Loro portano questo annuncio, lo raccontano. Questi pastori non portano a Betlemme il formaggio, gli agnelli del presepe, bensì portano la gloria che li ha abbagliati, e le parole dell’angelo sul bambino, e le note del canto del gloria a Dio e pace agli uomini che Dio ama.
Adesso queste note non ci sono più, le portano loro, le portano nel cuore, nel sorriso, negli occhi e le comunicano alle persone che incontrano. E le persone, per primi i due genitori, rimangono stupiti di questo fatto. Ed è in questo punto che Maria sa chi è suo figlio veramente, gliel’hanno detto questi strani angeli di Betlemme, i pastori.

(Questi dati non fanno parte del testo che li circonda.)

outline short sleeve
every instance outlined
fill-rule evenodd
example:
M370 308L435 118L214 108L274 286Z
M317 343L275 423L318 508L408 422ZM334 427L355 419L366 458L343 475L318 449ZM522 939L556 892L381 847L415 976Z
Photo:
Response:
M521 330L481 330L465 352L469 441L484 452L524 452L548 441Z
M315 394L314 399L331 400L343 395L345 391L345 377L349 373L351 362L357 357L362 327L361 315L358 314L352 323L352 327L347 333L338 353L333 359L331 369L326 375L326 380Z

Concludiamo riagganciandoci alle donne alla tomba. C’è un collegamento fra le donne e questi pastori che è sottolineato dalle stesse formule: l’apparizione angelica, la paura, “non temete”. I due momenti essenziali di Gesù, la nascita e la risurrezione, sono affidati a degli emarginati, i pastori da un lato e le donne dall’altro.

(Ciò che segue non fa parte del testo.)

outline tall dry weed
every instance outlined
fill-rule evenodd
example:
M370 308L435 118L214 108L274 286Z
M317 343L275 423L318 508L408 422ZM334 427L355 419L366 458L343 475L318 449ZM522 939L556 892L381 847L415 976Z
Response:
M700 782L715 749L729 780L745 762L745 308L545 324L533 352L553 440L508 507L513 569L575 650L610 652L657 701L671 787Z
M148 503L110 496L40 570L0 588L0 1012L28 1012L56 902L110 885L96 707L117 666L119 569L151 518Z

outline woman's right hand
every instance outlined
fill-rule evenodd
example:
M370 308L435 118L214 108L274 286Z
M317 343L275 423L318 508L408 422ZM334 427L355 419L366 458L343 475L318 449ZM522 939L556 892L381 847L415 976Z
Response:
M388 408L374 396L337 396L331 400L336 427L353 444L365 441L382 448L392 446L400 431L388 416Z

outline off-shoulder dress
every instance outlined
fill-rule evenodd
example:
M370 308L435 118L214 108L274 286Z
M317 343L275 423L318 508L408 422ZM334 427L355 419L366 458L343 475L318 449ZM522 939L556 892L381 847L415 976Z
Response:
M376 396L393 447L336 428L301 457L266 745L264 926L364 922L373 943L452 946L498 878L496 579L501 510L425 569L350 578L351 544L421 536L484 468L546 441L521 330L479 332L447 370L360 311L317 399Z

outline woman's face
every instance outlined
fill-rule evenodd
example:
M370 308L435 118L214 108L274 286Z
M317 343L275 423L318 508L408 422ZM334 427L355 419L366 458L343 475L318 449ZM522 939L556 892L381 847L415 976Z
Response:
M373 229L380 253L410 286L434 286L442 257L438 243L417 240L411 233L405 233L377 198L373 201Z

Talmente emarginate queste donne che poi se voi avete presente 1 Corinzi 15, il grande capitolo sulla risurrezione, quando Paolo fa l’elenco dei testimoni della risurrezione comincia con Cefa-Pietro, e le donne (che sono le prime testimoni secondo tutti i vangeli) spariscono completamente. Perché? Perché Paolo è un misogino e le odia?
Forse anche questo, però non è essenzialmente questo; è che lui lì sta parlando di chi può dare la testimonianza della risurrezione, e la testimonianza delle donne non era ammessa in tribunale, allora non ne parla per questo motivo. Altre emarginate. Il Signore sceglie questi due gruppi, queste due categorie: gli uni come i portatori del vangelo dell’incarnazione, le altre della risurrezione.
C’è una storia degli uomini, una nostra storia che procede secondo un andare avanti, un andare indietro, un modificare, un cambiare, rapporti di forza, di pregiudizio.
Però c’è la storia di Dio che sceglie dei modi di fare, delle persone che sono completamente al di fuori di quelle che sceglieremmo noi. Il Natale è anche questo, e a Natale gli angeli sono proprio questi: i pastori.
* Il 15 dicembre si è tenuto il secondo incontro dell’anno del Progetto Ruah. L’incontro, in preparazione alla festa del Natale, centrato sulla riflessione dal titolo “Non abbiate paura degli strani angeli di Betlemme!” (cfr. Lc 2,10), continuando il tema dell’anno “Accoglienza della diversità alla scuola di Gesù”. Questo è il report della riflessione biblica, guidata da Ruggero Marchetti, pastore delle Chiese Valdese e Metodista di Trieste.